The concern of the markets remains high with some members of the euro area countries. Friday, the cost of the CDS (credit default swaps", the price of insurance against the risk of default) affected States had a day in two stages. Spreads are strained in the morning, before returning to levels below those of the previous day. "Some investors appear to have closed their positions before the weekend break," j. Nicolas Forest, responsible for the rates in Dexia Asset Management strategy. However, this withdrawal does not alter the bottom trend and CDS remain, for the three countries concerned, in particular high levels: they have completed the day of Friday at 406 points for Greece, 226 points to the Portugal and 166 points for the Spain. By the level of concern persistent that it reveals, this trend is already the issue of the financing of sovereign debt. Market shares, rates and currencies, there is currently a spectacular return of risk aversion. This aspect appears to be crucial in determining the coming trading days.
The euro continued its fall
Earthquakes are being felt on the foreign exchange market. The risk aversion weighs on the euro, continued its slide. The single currency is now between 1.36 and 1.37 dollar. This is not so much the level itself money impresses - even if it falls to lowest for about nine months - that the speed of the movement: ten days ago, the euro still exceed 1.40 dollar bar. This movement is accompanied by, symmetrically from a strengthening of the dollar. And not only against the euro. The dollar index - comprising a basket of 6 currency, currency single s ' displays at the top for at least six months.
A strong dollar could hamper us firms to export, in an environment of growth yet to consolidate. The figures for employment in the United States, published Friday, did not say a trend for the country's economy. "This is not a blessing for European companies, considers Jean-Louis Mourier, an economist at Aurel. The euro remains volatile and does not allow European companies to adapt.
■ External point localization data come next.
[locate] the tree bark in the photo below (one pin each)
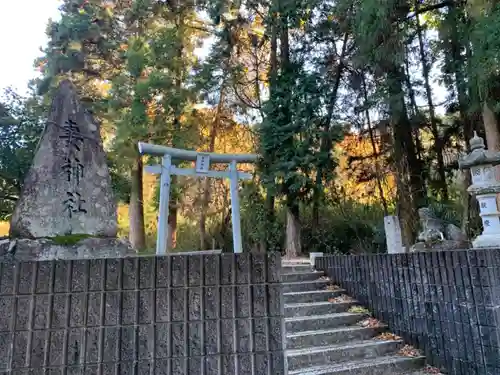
(374, 147)
(206, 188)
(326, 141)
(438, 143)
(137, 234)
(409, 179)
(293, 243)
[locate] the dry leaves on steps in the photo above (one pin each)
(341, 299)
(333, 288)
(369, 323)
(388, 336)
(409, 351)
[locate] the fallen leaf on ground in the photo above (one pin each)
(409, 351)
(388, 336)
(332, 287)
(341, 299)
(359, 310)
(369, 322)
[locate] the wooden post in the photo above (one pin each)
(235, 207)
(162, 240)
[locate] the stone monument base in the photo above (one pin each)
(441, 246)
(487, 240)
(49, 249)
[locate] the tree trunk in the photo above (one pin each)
(173, 204)
(293, 246)
(471, 210)
(410, 187)
(416, 114)
(438, 143)
(137, 235)
(326, 140)
(491, 128)
(374, 147)
(206, 189)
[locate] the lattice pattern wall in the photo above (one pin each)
(446, 303)
(210, 314)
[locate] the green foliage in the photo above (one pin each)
(20, 128)
(345, 228)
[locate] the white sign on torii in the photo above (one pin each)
(202, 169)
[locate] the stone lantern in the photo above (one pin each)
(485, 188)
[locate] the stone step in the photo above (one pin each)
(305, 286)
(317, 322)
(311, 296)
(322, 337)
(301, 276)
(316, 308)
(387, 365)
(353, 351)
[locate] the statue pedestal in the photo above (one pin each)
(487, 240)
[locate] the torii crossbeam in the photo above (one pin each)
(203, 161)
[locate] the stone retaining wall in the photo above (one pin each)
(445, 303)
(172, 315)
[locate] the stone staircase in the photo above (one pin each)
(324, 338)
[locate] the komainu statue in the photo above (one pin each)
(435, 234)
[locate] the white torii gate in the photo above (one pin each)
(203, 160)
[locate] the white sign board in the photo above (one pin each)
(393, 235)
(202, 163)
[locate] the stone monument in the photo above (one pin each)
(485, 188)
(67, 207)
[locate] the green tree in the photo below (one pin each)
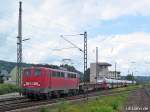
(130, 77)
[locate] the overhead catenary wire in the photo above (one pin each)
(71, 43)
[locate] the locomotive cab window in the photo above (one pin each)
(37, 72)
(27, 72)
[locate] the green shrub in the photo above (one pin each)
(62, 107)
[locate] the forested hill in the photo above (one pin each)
(5, 65)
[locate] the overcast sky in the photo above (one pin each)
(120, 28)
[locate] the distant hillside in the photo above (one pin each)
(9, 66)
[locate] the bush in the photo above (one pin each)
(44, 109)
(8, 88)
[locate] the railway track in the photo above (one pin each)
(11, 99)
(147, 90)
(10, 105)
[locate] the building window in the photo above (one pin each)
(27, 72)
(37, 72)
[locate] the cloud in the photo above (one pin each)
(45, 21)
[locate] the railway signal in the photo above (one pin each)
(19, 47)
(85, 56)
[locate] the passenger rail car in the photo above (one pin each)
(41, 81)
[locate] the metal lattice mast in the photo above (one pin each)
(85, 61)
(19, 47)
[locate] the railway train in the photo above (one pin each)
(42, 82)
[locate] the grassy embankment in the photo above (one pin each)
(8, 88)
(102, 104)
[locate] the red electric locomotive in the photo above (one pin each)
(46, 82)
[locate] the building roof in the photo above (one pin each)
(104, 64)
(115, 71)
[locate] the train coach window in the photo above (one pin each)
(58, 74)
(37, 72)
(27, 72)
(54, 74)
(62, 74)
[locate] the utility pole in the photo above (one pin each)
(85, 61)
(85, 57)
(96, 65)
(19, 47)
(115, 71)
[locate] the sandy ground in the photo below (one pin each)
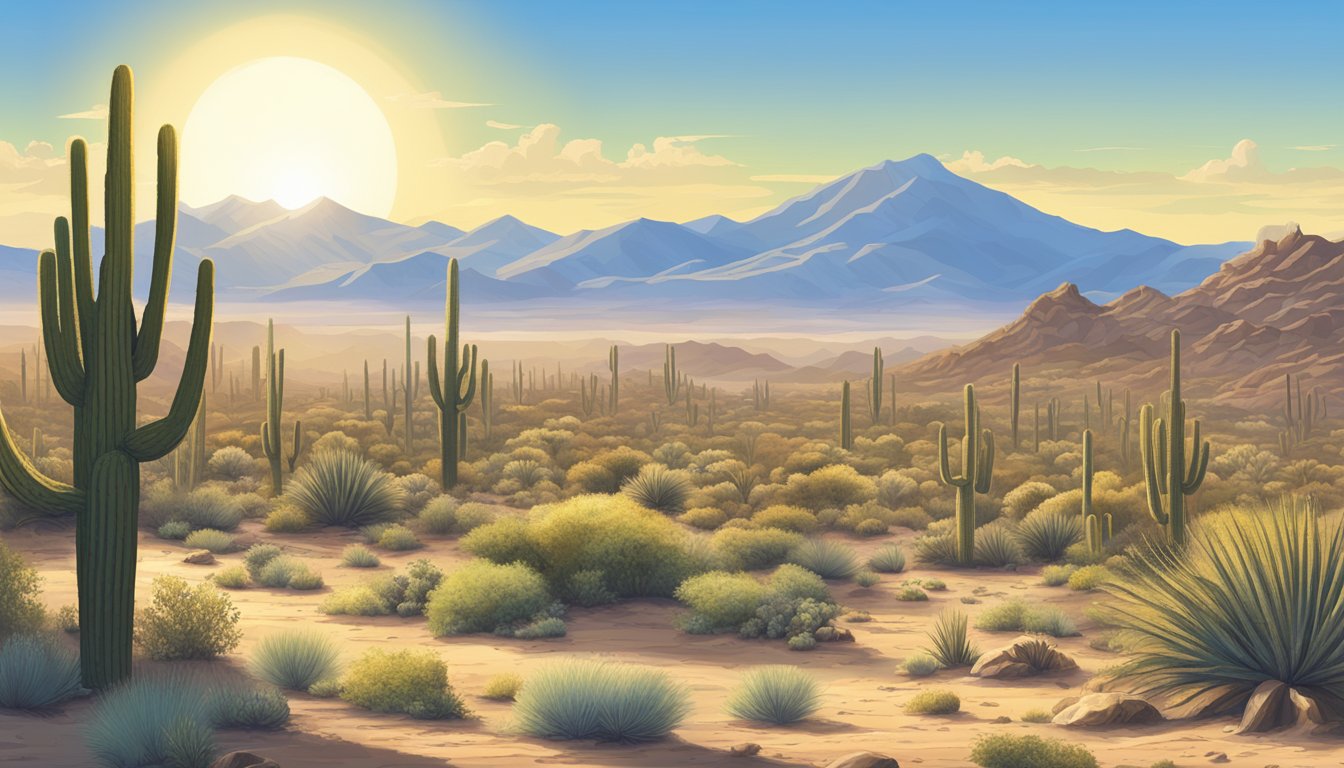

These uncertainties on the activity of enterprises logically weigh on stock markets. On this front, the adjustment begun in mid-January has been a blow of accelerator, marked on the stock exchanges of the indebted countries (Madrid, Lisbon), and then click places all stock. "This is not so much the possibility of future plans of rigour which weighs on markets, commented Jean-François Robin, strategist at Natixis bond, for the moment, it is the risk aversion dominates.". Investors turn away therefore considered as too risky assets. Among the sectors concerned, banks "which, among other factors of uncertainty on their balance sheets, are the main purchasers of sovereign securities", underscores Jean-François Robin.
The adjustment is accelerating
When investors fear more actions, they turn to market bond, but showing selective. "Rates have declined significantly over the 10 years American and German, said Nicolas Forest. This relaxation of the rates of the countries considered by the markets as the safest naturally occurred over the Greece, the Spain and the Portugal, fueling de facto the risk of contagion. "It remains to know if other compartments of the debt market will also deteriorate. Index Markit CDX North America Investment Grade, which covers 125 values considered as safe, remains at a high level and shows a level of concern increased also on debt companies.
Finally, on paper, there are other countries, both inside and outside the euro zone, whose debt levels have nothing to envy to the Greece. Only point to some observers, they are not a problem of credibility or political stability. It is precisely on this land that is at stake, the output of this sequence. "10 Years and 15 emissions are planned this month for the Portugal, the Spain and the Greece", note Jean-François Robin. The response of the markets will be figure of barometer.